What You Should Know
Chickweed is a flowering plant common all around the world, but is mostly prevalent in Europe, where it first originated. It has been traditionally used as a topical ointment to treat cuts and sores, due to its cooling effect on the skin, and it was also rumored to be an anti-obesity aid during the turn of the century. It is mainly used today as a diuretic and as an additive to dishes due to its grassy but mild flavor, but it is heavily included in “natural” diet supplements as a metabolism booster. It is heavily debated if it causes this effect, but this has not stopped diet companies from claiming it does. Its availability is a plus for dieters it can harvested in your backyard (it is a common weed) or bought in supplement form, depending on how you wish to use the plant. Whether your intent is to lose weight or to spice up your salad, Chickweed is abundant and widely available.
Its medicinal effects have been utilized since its arrival in Europe and the Americas, but recent studies show that it may contain some legitimate benefits. These benefits may not be diet-related, however.
Chickweed contains Vitamin C, antioxidants, protein, and phytosterols.
Chickweed contains some benefits, which include some diuretic and “soothing” properties on the skin. Evidence shows that the chemicals in Chickweed promote a cooling effect on the skin, which may be why it has been utilized as a popular skin soother for centuries in Asia and Europe. It is also shown to be a diuretic and helps increase water loss from the body when consumed. This may not necessarily be a good thing too much water loss may cause dehydration.
Evidence about its dietary properties are sparse, but a couple of studies show that the chemicals in Chickweed may speed up the metabolism. This appears to be a minimal effect, however, so it should not be depended on. It is also said to gain the most from this effect, dieters should also eat a healthy diet and make sure to get plenty of exercise. Eating a healthy diet while adding herbs that may stimulate thermogenic properties may be one option to consider.
- Is widely found in Europe and America, and can even be cultivated at home.
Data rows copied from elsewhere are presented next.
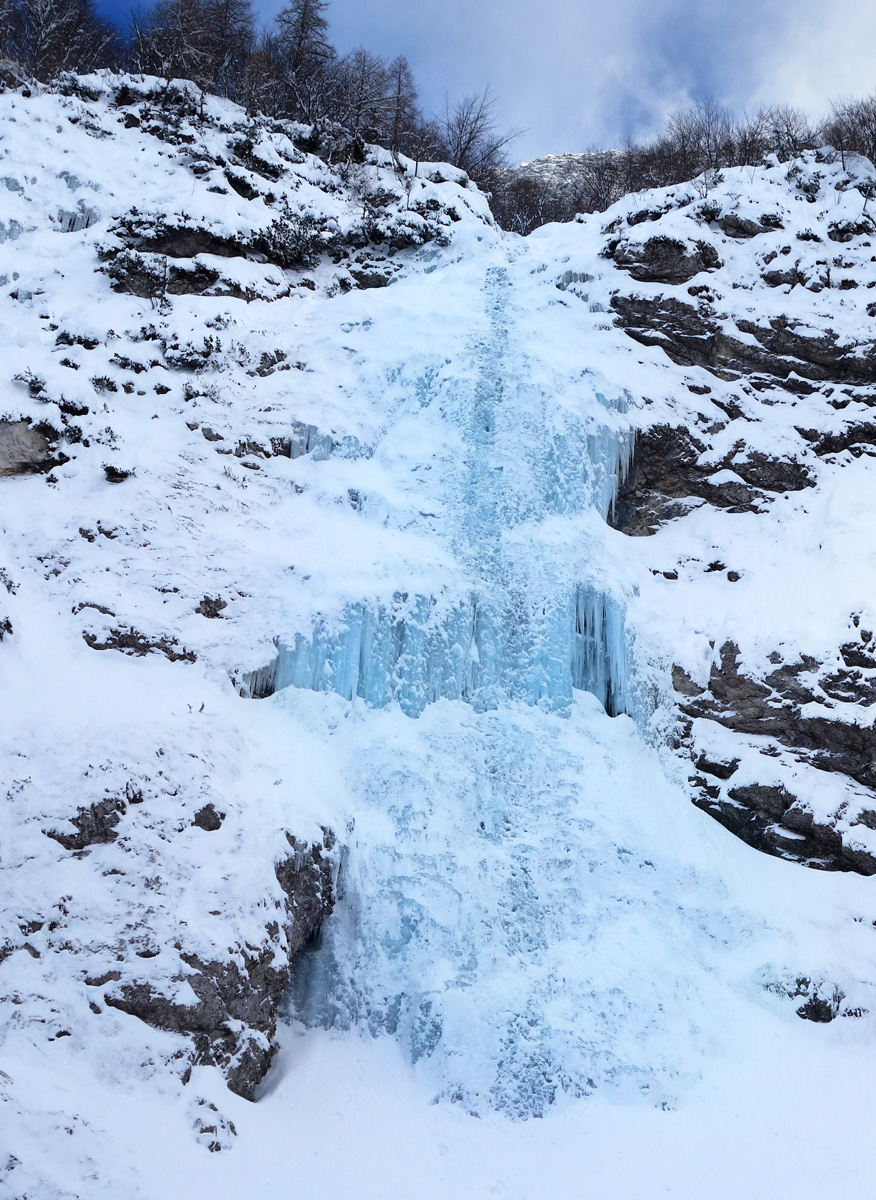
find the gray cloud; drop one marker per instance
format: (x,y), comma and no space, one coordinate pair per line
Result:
(580,71)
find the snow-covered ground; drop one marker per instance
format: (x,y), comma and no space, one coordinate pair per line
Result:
(547,972)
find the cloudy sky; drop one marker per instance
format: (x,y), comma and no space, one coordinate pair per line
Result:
(575,72)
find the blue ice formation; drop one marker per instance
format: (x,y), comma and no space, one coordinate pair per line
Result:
(417,651)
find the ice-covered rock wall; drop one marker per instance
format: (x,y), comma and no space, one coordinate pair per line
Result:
(486,652)
(505,639)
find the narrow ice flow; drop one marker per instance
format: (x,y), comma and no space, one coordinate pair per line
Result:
(527,630)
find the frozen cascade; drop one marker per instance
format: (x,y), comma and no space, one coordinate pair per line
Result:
(480,651)
(478,922)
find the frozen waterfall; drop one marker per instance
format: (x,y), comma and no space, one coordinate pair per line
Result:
(417,651)
(468,897)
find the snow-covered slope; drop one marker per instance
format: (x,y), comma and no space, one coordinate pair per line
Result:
(318,591)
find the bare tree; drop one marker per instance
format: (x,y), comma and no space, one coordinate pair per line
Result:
(471,137)
(51,36)
(402,115)
(851,126)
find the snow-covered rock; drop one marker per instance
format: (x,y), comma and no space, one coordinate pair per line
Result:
(357,519)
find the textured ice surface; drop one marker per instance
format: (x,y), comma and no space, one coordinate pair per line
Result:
(527,629)
(478,921)
(486,652)
(501,899)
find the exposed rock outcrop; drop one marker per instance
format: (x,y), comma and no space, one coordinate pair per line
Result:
(233,1018)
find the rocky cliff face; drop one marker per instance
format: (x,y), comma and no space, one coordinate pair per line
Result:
(168,863)
(760,289)
(264,384)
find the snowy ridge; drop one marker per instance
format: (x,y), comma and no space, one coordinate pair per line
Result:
(285,417)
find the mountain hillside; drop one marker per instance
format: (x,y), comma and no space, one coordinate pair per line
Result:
(438,665)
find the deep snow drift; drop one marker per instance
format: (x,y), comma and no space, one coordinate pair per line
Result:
(325,546)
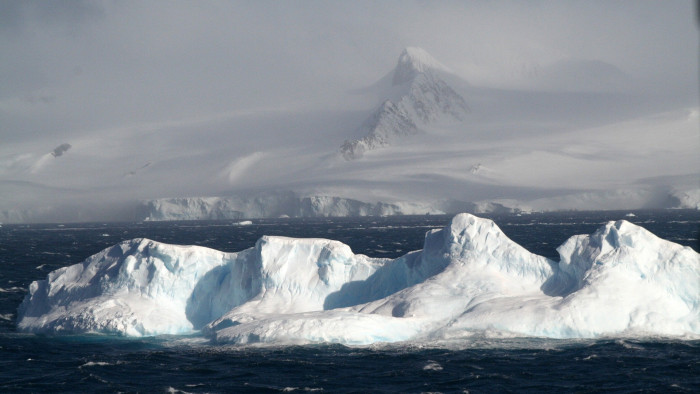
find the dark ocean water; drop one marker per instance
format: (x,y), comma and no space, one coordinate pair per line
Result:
(32,363)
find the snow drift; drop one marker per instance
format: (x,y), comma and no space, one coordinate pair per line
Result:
(469,278)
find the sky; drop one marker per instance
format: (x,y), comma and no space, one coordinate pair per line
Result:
(104,70)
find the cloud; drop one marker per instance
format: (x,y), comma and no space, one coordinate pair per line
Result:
(59,150)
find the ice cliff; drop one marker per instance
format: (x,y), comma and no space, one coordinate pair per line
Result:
(273,205)
(418,97)
(469,278)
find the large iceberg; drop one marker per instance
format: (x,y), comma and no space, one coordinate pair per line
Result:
(469,278)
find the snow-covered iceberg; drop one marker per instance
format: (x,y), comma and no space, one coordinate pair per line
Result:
(469,278)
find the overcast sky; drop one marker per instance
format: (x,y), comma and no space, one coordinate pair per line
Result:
(85,66)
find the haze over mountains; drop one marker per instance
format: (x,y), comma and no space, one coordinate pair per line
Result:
(574,132)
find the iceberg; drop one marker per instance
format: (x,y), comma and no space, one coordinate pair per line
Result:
(469,278)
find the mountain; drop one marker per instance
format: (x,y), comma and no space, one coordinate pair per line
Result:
(469,278)
(420,97)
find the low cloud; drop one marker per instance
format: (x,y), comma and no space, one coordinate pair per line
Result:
(59,150)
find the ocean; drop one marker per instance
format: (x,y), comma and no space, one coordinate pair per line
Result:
(190,364)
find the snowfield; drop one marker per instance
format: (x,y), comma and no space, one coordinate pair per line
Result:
(469,278)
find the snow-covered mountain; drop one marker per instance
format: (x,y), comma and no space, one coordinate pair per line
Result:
(274,205)
(419,97)
(422,150)
(470,278)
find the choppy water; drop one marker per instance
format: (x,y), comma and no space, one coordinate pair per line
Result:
(33,363)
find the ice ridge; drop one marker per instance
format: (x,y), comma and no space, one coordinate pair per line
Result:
(425,98)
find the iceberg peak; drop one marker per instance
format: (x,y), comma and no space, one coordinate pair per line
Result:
(413,61)
(469,277)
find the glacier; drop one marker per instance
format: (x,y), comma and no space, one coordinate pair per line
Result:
(468,279)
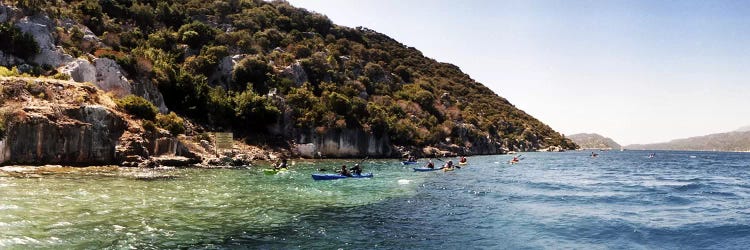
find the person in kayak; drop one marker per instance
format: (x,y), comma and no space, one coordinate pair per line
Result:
(430,164)
(356,169)
(448,165)
(344,171)
(281,165)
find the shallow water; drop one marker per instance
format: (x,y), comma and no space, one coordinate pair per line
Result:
(548,200)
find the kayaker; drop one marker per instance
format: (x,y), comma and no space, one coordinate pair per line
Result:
(430,164)
(448,164)
(281,165)
(344,171)
(356,169)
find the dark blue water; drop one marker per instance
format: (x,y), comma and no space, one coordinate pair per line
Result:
(620,200)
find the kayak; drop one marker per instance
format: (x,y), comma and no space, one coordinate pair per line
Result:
(319,177)
(271,171)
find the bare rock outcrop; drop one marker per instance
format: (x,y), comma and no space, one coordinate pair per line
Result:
(85,135)
(110,78)
(296,73)
(223,74)
(41,28)
(80,70)
(341,143)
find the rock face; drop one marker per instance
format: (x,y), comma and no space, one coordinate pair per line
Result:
(594,141)
(103,72)
(109,77)
(86,135)
(296,73)
(41,28)
(223,74)
(8,59)
(70,123)
(80,70)
(340,143)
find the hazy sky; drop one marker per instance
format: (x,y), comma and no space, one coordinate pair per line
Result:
(635,71)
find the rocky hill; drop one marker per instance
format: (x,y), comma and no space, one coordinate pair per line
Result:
(272,74)
(743,129)
(731,141)
(594,141)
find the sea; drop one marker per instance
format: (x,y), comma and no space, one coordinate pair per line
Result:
(568,200)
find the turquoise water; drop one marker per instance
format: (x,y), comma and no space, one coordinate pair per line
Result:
(676,200)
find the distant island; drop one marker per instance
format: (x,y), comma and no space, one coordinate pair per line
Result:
(736,141)
(594,141)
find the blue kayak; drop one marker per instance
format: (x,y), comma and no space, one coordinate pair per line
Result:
(319,177)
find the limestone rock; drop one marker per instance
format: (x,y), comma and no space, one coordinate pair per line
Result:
(8,59)
(7,12)
(82,136)
(109,77)
(148,90)
(80,70)
(223,74)
(296,73)
(41,28)
(341,143)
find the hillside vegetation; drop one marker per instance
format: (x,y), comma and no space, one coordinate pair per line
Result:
(594,141)
(286,65)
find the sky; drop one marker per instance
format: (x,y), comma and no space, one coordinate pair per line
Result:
(635,71)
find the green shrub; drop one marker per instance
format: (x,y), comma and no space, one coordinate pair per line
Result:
(171,122)
(9,72)
(15,42)
(137,106)
(148,126)
(2,127)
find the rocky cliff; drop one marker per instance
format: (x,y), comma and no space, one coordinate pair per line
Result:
(594,141)
(263,69)
(48,121)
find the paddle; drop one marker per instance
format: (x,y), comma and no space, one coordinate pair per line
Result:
(519,158)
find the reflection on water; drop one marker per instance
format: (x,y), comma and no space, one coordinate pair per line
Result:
(546,201)
(98,207)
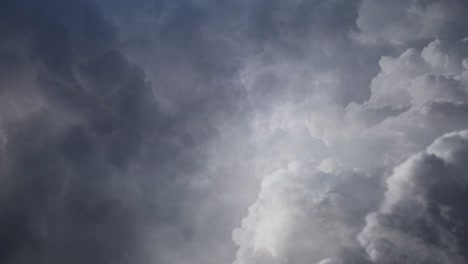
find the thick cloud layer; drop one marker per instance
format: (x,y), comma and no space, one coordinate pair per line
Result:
(246,132)
(423,216)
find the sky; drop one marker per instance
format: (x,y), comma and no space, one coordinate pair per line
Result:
(233,132)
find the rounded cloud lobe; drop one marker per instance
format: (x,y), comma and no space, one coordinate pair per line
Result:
(423,217)
(245,132)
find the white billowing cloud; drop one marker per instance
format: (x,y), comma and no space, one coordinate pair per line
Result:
(400,21)
(423,216)
(306,213)
(416,97)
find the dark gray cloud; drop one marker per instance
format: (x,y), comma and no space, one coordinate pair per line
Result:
(143,132)
(423,216)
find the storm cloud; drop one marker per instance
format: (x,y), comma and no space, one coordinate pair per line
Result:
(245,132)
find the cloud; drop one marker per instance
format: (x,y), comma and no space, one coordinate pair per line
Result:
(304,214)
(146,132)
(422,218)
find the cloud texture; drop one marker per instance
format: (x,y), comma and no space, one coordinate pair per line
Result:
(244,132)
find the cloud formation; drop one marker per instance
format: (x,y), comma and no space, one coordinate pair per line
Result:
(245,132)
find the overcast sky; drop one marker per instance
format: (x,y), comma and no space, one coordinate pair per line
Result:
(233,132)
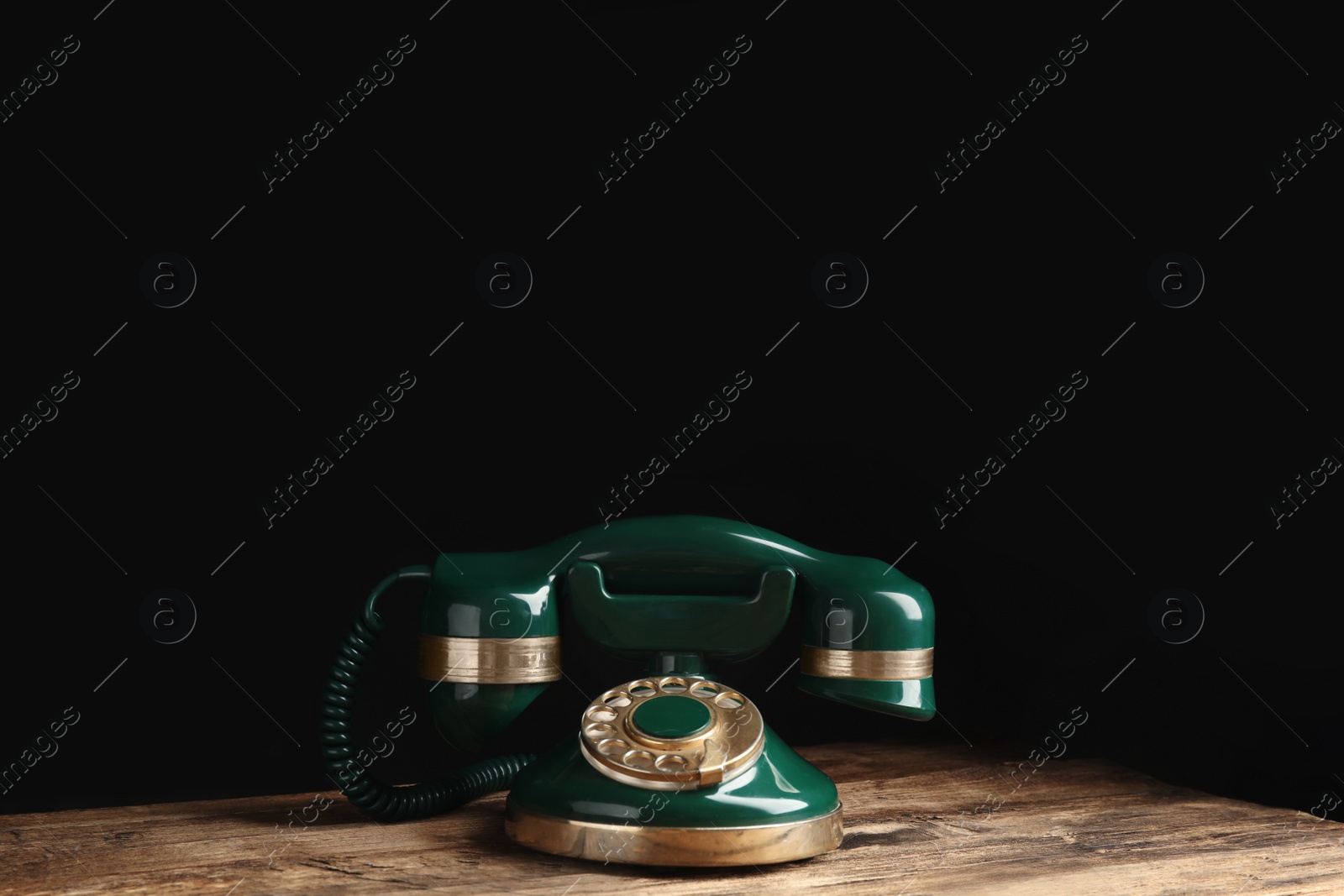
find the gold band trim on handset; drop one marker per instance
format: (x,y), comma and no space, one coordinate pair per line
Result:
(880,665)
(490,660)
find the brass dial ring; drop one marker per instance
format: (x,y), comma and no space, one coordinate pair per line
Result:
(669,758)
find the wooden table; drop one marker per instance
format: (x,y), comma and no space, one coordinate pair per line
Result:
(917,821)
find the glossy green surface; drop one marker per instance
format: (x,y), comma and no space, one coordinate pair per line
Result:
(472,715)
(725,625)
(672,716)
(780,788)
(674,589)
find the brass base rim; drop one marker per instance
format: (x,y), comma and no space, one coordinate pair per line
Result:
(711,846)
Is said to contain some metabolic properties.
- It contains minimal dietary benefits, and more benefits may be gained from a healthy diet.
- Contains little thermogenic benefits.
- Does not help suppress appetite.
Chickweed is a delicious additive to food and is widely used to soothe wounds, but its dietary benefits are minimal at best, and may not provide many benefits for dieters. Seeking a more complete supplement, or adding additional dietary herbs to a healthy diet, may provide more noticeable results.